The numbers are brutal
78% of buyers and sellers go with the first agent who responds with something relevant. Not the best agent. Not the cheapest. The first one who picks up the phone and sounds like they know what they are talking about.
The average response time across the industry? Over 15 hours. Some teams take days.
Think about that gap. Most people expect a response in minutes. Most agents deliver one in hours. The bar is on the floor, and most of the industry still trips over it.
Where the delay actually lives
Here is the part nobody talks about. Most agents are not lazy. They are not ignoring leads on purpose. The delay is baked into the workflow itself.
Watch what happens when a new lead hits your system:
- You get the signal. New expired, new FSBO, portal lead, whatever.
- You start researching. Who is the owner? What is the right number? Is this the same person from that other list? Let me check the county records. Let me Google the address.
- You clean the data. Half the numbers look wrong. Some rows are duplicates. You are not sure which phone is current.
- You finally call. Two hours later. Maybe the next morning. Maybe never.
Steps two and three are where listings die. Not because you are slow. Because you are doing manual research that should have been done before the lead ever hit your desk.
Another agent in your market skipped all of that. They had clean numbers ready to go. They called in three minutes. They sounded confident because they were not fumbling through a spreadsheet while the phone rang.
How to build a same-day dial system
Pre-enrich before the campaign, not during it
If Thursday is your dial block for expireds, Wednesday night is prep time. Upload your export, run it through enrichment, and load the results into your CRM before you sit down to call.
This is where a tool like LeadEnrich saves you real time. Upload a CSV of addresses and owner names, get back verified phone numbers and emails in minutes, and export straight to your dialer. The point is not the tool—it is that you walk into Thursday with numbers already confirmed instead of spending your first hour playing detective.
When you sit down to dial, you dial. No tab-switching. No "let me just find the right number." You call.
Script the first 20 seconds, not the first 20 minutes
Your opener should work even with partial information:
- Confirm you are talking to the right person.
- Say why you are calling in one sentence.
- Ask if they have 60 seconds.
That is it. If you need five minutes of research to sound credible on a call, you will never make the call. Keep the opener tight and let the conversation do the rest.
Use micro-batches instead of marathon sessions
Twenty focused dials beat 200 zombie dials every time. Dial 20, take a break, review your notes, adjust your approach, dial 20 more.
Keep a simple scoreboard: connects, conversations, appointments booked. If your connect rate drops below 20%, the list needs work, not more effort.

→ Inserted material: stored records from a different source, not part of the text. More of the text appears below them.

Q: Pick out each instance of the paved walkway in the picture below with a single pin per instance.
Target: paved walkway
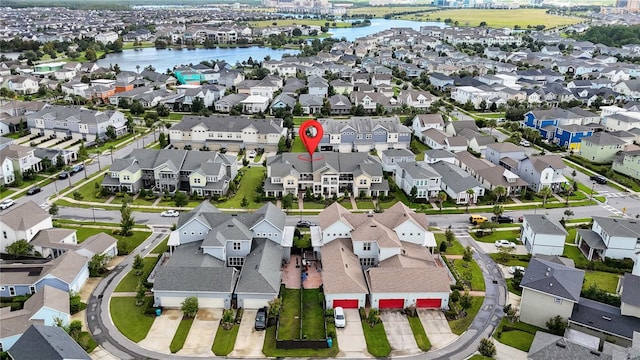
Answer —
(202, 332)
(351, 338)
(436, 327)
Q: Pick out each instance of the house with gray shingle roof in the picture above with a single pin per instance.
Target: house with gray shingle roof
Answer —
(230, 132)
(543, 235)
(197, 172)
(549, 289)
(216, 256)
(329, 174)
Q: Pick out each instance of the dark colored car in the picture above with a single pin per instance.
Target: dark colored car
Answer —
(599, 179)
(261, 319)
(502, 219)
(33, 190)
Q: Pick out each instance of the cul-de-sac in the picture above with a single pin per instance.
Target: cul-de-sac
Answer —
(419, 179)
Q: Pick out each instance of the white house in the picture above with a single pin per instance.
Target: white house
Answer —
(542, 235)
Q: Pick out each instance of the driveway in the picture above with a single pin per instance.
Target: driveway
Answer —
(490, 248)
(249, 342)
(351, 337)
(399, 333)
(202, 332)
(436, 327)
(162, 331)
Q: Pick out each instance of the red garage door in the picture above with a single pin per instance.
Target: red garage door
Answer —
(346, 303)
(426, 303)
(391, 303)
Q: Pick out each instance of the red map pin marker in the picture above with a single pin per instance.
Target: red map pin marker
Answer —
(311, 133)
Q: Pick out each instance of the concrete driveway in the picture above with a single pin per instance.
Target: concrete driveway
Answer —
(436, 327)
(202, 332)
(399, 334)
(162, 331)
(490, 248)
(351, 337)
(249, 342)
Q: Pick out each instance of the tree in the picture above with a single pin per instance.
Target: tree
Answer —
(487, 347)
(19, 248)
(181, 199)
(54, 209)
(98, 265)
(442, 197)
(127, 221)
(138, 265)
(545, 192)
(190, 306)
(556, 325)
(499, 191)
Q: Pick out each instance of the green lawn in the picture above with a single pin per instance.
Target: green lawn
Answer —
(455, 249)
(376, 338)
(312, 314)
(251, 181)
(181, 335)
(459, 326)
(491, 237)
(129, 318)
(290, 314)
(518, 335)
(418, 332)
(472, 268)
(225, 340)
(269, 347)
(162, 247)
(130, 281)
(605, 281)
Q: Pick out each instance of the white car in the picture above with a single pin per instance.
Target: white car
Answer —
(170, 213)
(6, 203)
(505, 243)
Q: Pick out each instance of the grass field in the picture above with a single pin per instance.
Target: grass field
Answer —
(129, 319)
(497, 18)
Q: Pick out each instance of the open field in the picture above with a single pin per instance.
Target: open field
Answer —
(496, 18)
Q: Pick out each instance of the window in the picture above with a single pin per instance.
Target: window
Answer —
(367, 261)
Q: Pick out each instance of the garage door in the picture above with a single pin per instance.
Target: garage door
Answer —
(346, 303)
(391, 303)
(429, 303)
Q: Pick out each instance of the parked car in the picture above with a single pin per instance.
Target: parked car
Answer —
(338, 316)
(261, 319)
(502, 219)
(33, 190)
(505, 243)
(477, 219)
(305, 223)
(76, 169)
(6, 203)
(599, 179)
(170, 213)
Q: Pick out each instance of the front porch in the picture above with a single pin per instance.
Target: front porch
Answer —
(590, 244)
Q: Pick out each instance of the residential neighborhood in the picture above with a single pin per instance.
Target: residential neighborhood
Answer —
(474, 192)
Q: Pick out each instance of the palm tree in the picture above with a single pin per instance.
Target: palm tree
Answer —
(470, 194)
(545, 192)
(499, 191)
(442, 197)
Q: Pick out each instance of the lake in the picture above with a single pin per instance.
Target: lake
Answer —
(163, 59)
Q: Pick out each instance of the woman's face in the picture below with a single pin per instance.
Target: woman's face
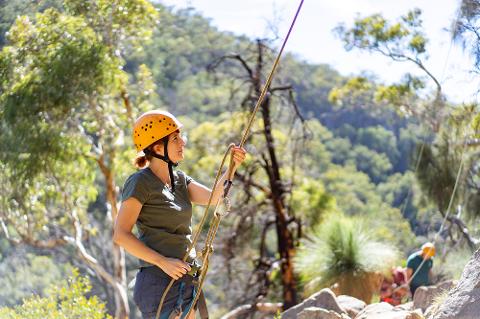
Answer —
(176, 146)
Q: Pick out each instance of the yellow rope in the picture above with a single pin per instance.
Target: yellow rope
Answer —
(217, 217)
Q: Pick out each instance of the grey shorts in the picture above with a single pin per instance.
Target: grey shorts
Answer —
(150, 284)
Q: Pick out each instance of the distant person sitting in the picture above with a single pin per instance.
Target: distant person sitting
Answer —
(419, 267)
(394, 287)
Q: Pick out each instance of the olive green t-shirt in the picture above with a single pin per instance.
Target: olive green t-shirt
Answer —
(164, 222)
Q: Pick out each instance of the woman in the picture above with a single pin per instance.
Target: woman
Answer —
(159, 201)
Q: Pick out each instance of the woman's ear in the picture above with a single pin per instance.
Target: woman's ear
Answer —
(158, 148)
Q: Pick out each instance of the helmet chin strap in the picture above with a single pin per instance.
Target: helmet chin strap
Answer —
(166, 159)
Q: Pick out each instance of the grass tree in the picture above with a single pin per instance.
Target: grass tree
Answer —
(341, 253)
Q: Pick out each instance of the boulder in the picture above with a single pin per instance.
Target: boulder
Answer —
(319, 313)
(324, 299)
(351, 305)
(424, 296)
(463, 300)
(405, 306)
(384, 310)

Track time-to-first-dial for every lead source
This is the number that tells you the truth about your business. How long does it take from "lead arrives" to "I am on the phone with them"?

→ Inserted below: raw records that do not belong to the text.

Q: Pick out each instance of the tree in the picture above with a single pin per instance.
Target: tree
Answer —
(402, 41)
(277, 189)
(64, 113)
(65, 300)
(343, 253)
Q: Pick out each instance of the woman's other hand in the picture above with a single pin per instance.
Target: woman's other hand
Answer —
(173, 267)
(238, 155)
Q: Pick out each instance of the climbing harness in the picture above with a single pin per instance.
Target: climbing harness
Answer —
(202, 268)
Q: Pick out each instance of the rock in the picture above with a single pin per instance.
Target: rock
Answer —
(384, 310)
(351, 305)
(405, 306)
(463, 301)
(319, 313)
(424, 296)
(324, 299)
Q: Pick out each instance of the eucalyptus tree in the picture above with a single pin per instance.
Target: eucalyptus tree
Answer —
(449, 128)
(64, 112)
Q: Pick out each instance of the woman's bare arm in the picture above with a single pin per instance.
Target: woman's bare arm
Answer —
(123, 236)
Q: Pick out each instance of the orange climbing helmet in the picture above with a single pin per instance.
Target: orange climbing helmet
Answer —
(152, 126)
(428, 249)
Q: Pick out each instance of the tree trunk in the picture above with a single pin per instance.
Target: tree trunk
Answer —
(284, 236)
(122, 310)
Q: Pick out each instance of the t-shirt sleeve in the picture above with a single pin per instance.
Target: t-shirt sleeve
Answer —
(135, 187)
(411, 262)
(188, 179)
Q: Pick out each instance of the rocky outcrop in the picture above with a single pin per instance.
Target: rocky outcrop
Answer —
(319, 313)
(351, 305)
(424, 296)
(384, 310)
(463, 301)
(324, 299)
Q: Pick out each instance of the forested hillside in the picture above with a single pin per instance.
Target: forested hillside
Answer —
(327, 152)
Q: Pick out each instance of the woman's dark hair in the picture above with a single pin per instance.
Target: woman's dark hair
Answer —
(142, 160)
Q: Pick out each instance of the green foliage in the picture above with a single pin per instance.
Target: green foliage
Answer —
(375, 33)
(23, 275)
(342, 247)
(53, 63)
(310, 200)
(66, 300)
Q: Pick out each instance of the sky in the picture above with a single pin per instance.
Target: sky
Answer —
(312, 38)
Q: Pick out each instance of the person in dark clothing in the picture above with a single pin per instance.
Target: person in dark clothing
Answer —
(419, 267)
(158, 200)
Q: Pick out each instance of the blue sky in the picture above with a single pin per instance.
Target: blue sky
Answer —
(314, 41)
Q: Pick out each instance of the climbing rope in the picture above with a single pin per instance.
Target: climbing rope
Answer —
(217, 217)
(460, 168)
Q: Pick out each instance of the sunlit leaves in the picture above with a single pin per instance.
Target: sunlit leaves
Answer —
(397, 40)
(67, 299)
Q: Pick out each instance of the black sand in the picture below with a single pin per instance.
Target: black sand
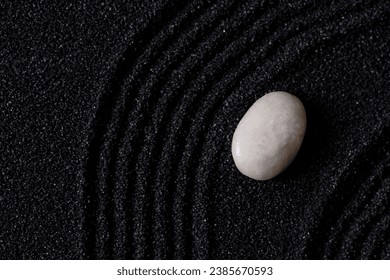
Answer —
(117, 117)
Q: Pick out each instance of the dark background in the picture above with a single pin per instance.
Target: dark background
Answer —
(117, 118)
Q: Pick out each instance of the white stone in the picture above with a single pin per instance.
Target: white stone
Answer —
(269, 135)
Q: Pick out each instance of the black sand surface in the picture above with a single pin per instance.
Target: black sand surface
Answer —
(117, 117)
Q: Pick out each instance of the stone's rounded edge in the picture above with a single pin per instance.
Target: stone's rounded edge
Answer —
(245, 165)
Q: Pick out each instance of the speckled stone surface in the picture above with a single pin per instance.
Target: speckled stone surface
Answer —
(269, 135)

Measure it by source. If your Zillow leads get a call in 10 minutes but your farm list sits for two days, you do not have a motivation problem. You have a workflow problem. Fix the system, not the person.

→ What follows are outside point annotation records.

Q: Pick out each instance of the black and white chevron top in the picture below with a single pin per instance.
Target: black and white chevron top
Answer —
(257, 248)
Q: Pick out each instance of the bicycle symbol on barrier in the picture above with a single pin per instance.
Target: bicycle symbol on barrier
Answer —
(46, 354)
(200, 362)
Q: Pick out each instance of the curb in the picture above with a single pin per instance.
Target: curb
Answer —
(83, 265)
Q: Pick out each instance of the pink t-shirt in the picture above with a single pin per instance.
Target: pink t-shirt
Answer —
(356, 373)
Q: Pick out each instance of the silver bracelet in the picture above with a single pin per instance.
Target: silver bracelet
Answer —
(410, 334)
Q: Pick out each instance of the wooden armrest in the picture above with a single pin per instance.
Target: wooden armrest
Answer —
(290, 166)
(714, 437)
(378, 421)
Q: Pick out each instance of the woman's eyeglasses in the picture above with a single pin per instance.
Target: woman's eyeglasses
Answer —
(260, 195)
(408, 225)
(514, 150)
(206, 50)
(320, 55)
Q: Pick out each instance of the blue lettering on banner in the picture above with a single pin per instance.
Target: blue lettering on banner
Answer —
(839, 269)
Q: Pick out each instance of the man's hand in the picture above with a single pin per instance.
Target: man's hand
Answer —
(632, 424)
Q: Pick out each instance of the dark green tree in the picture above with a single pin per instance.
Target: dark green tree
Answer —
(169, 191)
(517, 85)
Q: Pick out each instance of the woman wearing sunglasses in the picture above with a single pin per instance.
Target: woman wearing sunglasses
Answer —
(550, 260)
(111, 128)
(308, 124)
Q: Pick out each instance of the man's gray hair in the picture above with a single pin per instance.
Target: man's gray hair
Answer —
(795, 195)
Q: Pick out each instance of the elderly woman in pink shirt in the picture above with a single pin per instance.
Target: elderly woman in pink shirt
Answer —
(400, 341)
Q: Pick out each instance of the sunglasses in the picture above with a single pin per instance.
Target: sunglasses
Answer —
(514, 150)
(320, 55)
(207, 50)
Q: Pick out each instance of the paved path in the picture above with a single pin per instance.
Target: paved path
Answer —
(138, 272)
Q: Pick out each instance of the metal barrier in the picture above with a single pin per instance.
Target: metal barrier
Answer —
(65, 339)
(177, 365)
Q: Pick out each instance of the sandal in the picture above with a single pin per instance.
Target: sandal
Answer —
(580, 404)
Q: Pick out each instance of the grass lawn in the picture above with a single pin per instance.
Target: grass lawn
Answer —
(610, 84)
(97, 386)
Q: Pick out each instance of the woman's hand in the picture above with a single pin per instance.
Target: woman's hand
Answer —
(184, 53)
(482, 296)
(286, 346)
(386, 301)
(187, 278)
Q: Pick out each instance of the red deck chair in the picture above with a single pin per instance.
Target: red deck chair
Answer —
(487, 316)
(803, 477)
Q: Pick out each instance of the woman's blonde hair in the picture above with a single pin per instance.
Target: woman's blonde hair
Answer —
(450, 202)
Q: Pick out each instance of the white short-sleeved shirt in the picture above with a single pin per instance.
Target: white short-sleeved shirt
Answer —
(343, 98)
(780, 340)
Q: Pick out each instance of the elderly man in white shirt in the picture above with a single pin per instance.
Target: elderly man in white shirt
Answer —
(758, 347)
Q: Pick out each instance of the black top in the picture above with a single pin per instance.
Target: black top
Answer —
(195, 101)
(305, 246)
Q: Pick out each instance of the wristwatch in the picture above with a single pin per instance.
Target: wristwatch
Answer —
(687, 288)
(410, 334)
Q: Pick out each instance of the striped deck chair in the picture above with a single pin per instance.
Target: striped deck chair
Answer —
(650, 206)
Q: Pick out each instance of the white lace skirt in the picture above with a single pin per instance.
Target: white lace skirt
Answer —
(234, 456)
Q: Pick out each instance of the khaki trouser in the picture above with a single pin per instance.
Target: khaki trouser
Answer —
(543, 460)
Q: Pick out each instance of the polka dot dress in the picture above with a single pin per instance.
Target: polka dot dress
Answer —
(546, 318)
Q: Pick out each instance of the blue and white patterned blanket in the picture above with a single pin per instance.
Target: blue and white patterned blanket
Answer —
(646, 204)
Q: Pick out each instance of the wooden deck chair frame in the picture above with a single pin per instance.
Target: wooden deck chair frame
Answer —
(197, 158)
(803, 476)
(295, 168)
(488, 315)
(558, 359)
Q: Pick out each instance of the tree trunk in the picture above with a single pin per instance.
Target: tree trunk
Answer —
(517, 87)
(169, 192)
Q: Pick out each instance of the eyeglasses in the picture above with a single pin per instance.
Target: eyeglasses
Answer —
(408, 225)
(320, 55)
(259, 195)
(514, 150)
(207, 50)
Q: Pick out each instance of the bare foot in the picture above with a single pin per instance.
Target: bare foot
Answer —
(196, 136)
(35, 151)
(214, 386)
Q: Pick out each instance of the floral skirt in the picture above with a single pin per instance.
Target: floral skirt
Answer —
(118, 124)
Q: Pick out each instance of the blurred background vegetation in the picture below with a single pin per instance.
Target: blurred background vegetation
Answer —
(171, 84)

Track your time-to-first-dial for one week. Most agents are shocked at the gap between what they think it is and what it actually is.
Speed is not about being pushy
There is a misconception that calling fast means being aggressive. It does not. It means being prepared.
The agents who win the first conversation sound like they expected the call. They know the property. They know the neighborhood. They have a point of view on pricing. They did all of that boring work before the lead showed up, so when the moment arrives, they just pick up the phone and talk.
That is the real advantage. Not a faster dialer. Not a better CRM. Just having your data ready so you can be human when it counts.
Pick one lead source you are working this week. Pre-enrich the list the night before. Time yourself from notification to first dial. Then do it again the next week and see if the number shrinks.
The agent who calls first does not always win. But the agent who calls three days late almost never does.